Accattone (Pasolini-Tachelet-Simons-Herreweghe) Ruhrtriennale 2015

Publié le 16 Août 2015

Accattone (Pasolini-Tachelet)
D’après le film du même nom de Pier Paolo Pasolini (1961) dans la version de Koen Tachelet
Représentations du 14 et 15 août 2015
Kohlenmischhalle Zeche Lohberg, Dinslaken
Ruhrtriennale 2015

Accatone Steven Scharf
Maddalena Sandra Hüller
Amore Elsie de Brauw
Das Gesetz Benny Claessens
Stella Anna Drexler
Pio Mandela Wee Wee
Balilla Steven van Watermeulen
Cartagine Jeff Wilbusch
Renato Lukas von der Lühe
Nannina / Ascensa Laura Mentink
Io Pien Westendorp 

   Steven Scharf (Accattone) et Sandra Hüller (Maddalena)

Solistes

Dorothée Mields (Soprano)     
Alex Potter (Alto)
Thomas Hobbs (Ténor) 
Peter Kooij (Basse)
Christine Busch (Solo Violine)

Mise en scène Johan Simons
Dramaturgie musicale Jan Vandenhouwe

Direction musicale Philippe Herreweghe
Chor Collegium Vocale Gent
Orchester Collegium Vocale Gent

Coproduction Théâtre Néerlandais de Gand (NTGent)

                                       Alex Potter (Contre-ténor)

C’est sous l’immense voute façonnée en forme d’as de pique de la Kohlenmischhalle de Zeche Lohberg (Dinslaken), que Johan Simons, le nouvel intendant de la Ruhrtriennale, ouvre son mandat avec une adaptation du film de Pier Paolo Pasolini, Accattone (1961).

Entrée de la Kohlenmischhalle

Entrée de la Kohlenmischhalle

Et s’il a choisi de mettre en scène une vision personnelle du premier film du scénariste italien au cœur d’une ancienne usine de traitement du charbon, ce n’est pas seulement pour la vastitude de son terrain de jeu, mais également pour l’enjeu social que représente une ville qui a connu un rapide déclin économique, et qui a développé, par la suite, un mouvement de radicalisation islamiste.

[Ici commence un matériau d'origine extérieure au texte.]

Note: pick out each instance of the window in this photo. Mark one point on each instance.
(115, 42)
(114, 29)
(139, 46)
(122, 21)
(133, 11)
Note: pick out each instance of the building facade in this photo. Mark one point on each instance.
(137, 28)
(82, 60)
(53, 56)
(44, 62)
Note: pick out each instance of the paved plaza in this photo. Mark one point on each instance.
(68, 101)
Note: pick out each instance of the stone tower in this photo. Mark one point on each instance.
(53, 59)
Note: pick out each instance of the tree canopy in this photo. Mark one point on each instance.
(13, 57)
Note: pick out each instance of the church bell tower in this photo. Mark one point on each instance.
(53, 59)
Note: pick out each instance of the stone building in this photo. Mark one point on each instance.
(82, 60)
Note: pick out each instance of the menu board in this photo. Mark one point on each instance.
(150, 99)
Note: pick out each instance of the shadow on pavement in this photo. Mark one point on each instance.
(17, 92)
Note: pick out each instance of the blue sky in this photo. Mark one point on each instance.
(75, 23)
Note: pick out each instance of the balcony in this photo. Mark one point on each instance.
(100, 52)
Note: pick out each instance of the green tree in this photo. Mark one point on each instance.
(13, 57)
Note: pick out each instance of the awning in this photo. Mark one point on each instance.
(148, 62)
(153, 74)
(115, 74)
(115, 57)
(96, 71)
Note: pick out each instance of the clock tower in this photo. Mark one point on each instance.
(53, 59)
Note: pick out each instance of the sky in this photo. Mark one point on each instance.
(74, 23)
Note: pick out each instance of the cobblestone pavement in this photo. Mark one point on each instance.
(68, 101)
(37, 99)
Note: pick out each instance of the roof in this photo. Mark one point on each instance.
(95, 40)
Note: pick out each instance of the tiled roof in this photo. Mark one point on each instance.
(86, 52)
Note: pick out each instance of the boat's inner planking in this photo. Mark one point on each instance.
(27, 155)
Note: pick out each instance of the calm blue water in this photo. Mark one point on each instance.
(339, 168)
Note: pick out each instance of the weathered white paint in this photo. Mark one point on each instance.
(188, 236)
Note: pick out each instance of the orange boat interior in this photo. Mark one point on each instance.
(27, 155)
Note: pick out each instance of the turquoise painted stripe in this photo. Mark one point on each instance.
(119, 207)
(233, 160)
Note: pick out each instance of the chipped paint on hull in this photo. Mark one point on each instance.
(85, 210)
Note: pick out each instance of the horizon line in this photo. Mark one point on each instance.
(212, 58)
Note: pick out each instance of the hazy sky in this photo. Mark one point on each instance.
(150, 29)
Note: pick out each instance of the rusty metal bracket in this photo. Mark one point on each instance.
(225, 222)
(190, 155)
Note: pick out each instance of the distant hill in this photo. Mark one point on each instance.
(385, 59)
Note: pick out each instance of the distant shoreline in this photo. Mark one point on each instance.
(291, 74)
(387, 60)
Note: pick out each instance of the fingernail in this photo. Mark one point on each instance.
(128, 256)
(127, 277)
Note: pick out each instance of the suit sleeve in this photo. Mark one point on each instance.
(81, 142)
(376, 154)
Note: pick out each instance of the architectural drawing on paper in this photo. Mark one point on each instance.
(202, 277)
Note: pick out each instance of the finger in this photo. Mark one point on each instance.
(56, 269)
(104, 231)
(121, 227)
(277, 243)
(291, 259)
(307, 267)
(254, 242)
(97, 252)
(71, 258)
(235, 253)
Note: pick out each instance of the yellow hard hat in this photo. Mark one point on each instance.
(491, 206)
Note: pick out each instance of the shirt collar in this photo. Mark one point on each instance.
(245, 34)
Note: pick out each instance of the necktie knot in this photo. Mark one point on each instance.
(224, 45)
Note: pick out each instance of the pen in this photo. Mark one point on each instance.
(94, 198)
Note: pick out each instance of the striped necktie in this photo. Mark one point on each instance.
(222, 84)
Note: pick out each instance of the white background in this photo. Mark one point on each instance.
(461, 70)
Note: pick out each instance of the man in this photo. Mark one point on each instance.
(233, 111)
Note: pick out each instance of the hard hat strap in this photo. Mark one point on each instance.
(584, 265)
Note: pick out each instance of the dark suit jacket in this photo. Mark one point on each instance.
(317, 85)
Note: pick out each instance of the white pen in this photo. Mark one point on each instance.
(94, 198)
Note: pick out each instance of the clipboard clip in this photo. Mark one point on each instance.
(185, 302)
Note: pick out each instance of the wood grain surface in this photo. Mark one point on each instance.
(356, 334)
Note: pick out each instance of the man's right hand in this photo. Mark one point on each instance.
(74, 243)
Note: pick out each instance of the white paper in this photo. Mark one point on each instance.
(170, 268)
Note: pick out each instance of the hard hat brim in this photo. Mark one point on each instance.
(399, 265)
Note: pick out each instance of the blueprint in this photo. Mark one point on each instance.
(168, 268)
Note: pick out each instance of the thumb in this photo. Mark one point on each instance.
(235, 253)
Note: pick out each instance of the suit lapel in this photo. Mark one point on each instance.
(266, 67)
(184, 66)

Dans l’attente du début du spectacle

Dans l’attente du début du spectacle

Ceux qui connaissent le film risquent cependant d’être au premier abord dépités, car le metteur en scène hollandais reprend l’esprit des scènes d’Accattone mais évidemment pas son esthétique. Rien n’évoque les faubourgs de Rome et sa vitalité, car la scène n’est qu’un désert de cailloux qui s’évade à horizon vers la verdeur des bosquets du site industriel.
Rien n’évoque non plus la sensualité des corps masculins amoureusement filmés par Pasolini.

Steven Scharf (Accattone) et Mandela Wee Wee (Pio)

Steven Scharf (Accattone) et Mandela Wee Wee (Pio)

Nombre de scènes sont par ailleurs uniquement racontées et mimées, et non pas jouées au premier degré.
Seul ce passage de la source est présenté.